The ongoing closure of New Zealand’s borders to international travel is delivering both benefits and costs to the economy, says a recent report from IBISWorld, a industry market research company.

While the border closure is critical to prevent a resurgence in the spread of COVID-19, the loss of tourism revenue and lack of access to imported foreign labourers is expected to contribute to a severe economic contraction in 2020-21.

‘Real GDP is expected to decline by 3.9 per cent this year, representing the first decline in this metric since the Global Financial Crisis of 2008-09,’ said IBISWorld senior industry analyst, Matthew Reeves.

There is currently no timeline for reopening the New Zealand border for international travel, with the Central Government taking a cautious approach.

A trans-Tasman travel bubble between New Zealand, Australia and other nations in the Pacific region has been proposed. However, following the second wave of COVID-19 that has affected Victoria this month, any travel bubble with Australia is expected to be postponed until at least Christmas.

Foreign tourists contributed $17.2 billion to the New Zealand economy in 2018-19. The total number of visitor days spent in New Zealand by international travellers declined by 7.7 per cent in 2019-20, and is expected to fall much further in 2020-21 as borders remain closed. Revenue in the tourism sector is expected to decline by at least 26.3 per cent this year.

"Around 230,000 people are directly employed in the tourism sector in New Zealand, accounting for more than 8 per cent of the country’s total workforce. Furthermore, tourism directly and indirectly accounts for almost 10 per cent of GDP," says Matthew.

Large hotel businesses such as Millennium & Copthorne are expected to face a significant impact from COVID-19, losing demand from business travellers.
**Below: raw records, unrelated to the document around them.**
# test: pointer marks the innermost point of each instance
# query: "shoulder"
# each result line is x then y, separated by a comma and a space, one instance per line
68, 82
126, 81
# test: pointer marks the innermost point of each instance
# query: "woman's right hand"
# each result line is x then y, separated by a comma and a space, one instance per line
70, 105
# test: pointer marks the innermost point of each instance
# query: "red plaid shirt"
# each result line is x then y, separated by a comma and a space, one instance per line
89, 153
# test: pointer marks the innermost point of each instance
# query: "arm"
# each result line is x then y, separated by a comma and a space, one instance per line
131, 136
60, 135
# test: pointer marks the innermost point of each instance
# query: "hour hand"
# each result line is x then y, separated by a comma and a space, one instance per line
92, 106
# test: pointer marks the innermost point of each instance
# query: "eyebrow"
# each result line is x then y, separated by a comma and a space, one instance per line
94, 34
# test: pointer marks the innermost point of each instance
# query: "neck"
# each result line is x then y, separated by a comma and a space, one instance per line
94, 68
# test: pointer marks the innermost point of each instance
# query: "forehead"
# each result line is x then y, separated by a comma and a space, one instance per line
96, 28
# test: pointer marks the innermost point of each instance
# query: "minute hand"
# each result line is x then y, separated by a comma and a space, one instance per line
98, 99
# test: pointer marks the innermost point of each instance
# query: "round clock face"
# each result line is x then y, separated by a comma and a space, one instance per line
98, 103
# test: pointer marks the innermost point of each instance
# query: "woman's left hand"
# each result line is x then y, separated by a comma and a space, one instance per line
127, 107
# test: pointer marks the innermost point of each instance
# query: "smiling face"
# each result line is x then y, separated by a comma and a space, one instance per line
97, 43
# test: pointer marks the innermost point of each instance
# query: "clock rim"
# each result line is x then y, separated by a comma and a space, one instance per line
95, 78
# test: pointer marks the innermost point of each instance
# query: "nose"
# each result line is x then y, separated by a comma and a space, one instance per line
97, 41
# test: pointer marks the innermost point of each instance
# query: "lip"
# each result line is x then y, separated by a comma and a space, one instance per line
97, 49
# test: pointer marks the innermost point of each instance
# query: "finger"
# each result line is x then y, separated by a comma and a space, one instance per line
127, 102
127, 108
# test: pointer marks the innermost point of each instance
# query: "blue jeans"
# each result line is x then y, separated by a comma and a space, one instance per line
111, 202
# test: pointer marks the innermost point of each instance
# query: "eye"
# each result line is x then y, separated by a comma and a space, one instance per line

Revenue in the hotels and resorts industry is expected to fall nearly 31 per cent in 2020-21, to total $1.1 billion.

In 2019-20, international leisure travellers accounted for 31.5 per cent of industry revenue. However, with borders still closed, this is expected to fall to under 10 per cent in the current year. Employment by hotels and resorts is expected to decline by 12.6 per cent in 2020-21, representing the loss of over 1,400 jobs in this industry alone.

"Compounding the loss of foreign tourism, domestic tourist visitor days are expected to fall by 14.2 per cent in 2020-21," says Matthew.

Although the border closure is harmful to some economic sectors, the benefit to the broader economy outweighs this cost.

"With New Zealand in a strong position to contain and manage the virus, industries such as motion picture and video production, cinemas, and gyms and fitness centres have benefited from a return to normal operations, whereas similar industries in countries such as Australia have continued to struggle," asys Matthew.

The redirection of outbound tourism to domestic attractions may also provide some relief for domestic tourism operators. New Zealanders traveling overseas spent approximately $9 billion dollars in 2018-19. Therefore, promoting domestic travel would significantly reduce the shortfall left by the current ban on international tourism to New Zealand.

Provided New Zealand keeps COVID-19 under control, the economy is forecast to rebound. As the local economy improves and travel restrictions on inbound tourists are eased, demand is projected to return. This is likely to start with a travel bubble with Australia and the Pacific Islands.

"Real GDP is forecast to grow at a robust compound annual rate of 2.5 per cent over the five years through 2025-26. This includes a rise of 3.6 per cent in 2021-22. Promising developments in the pursuit of a COVID-19 vaccine may allow New Zealand’s borders to reopen as soon as early 2021," says Matthew.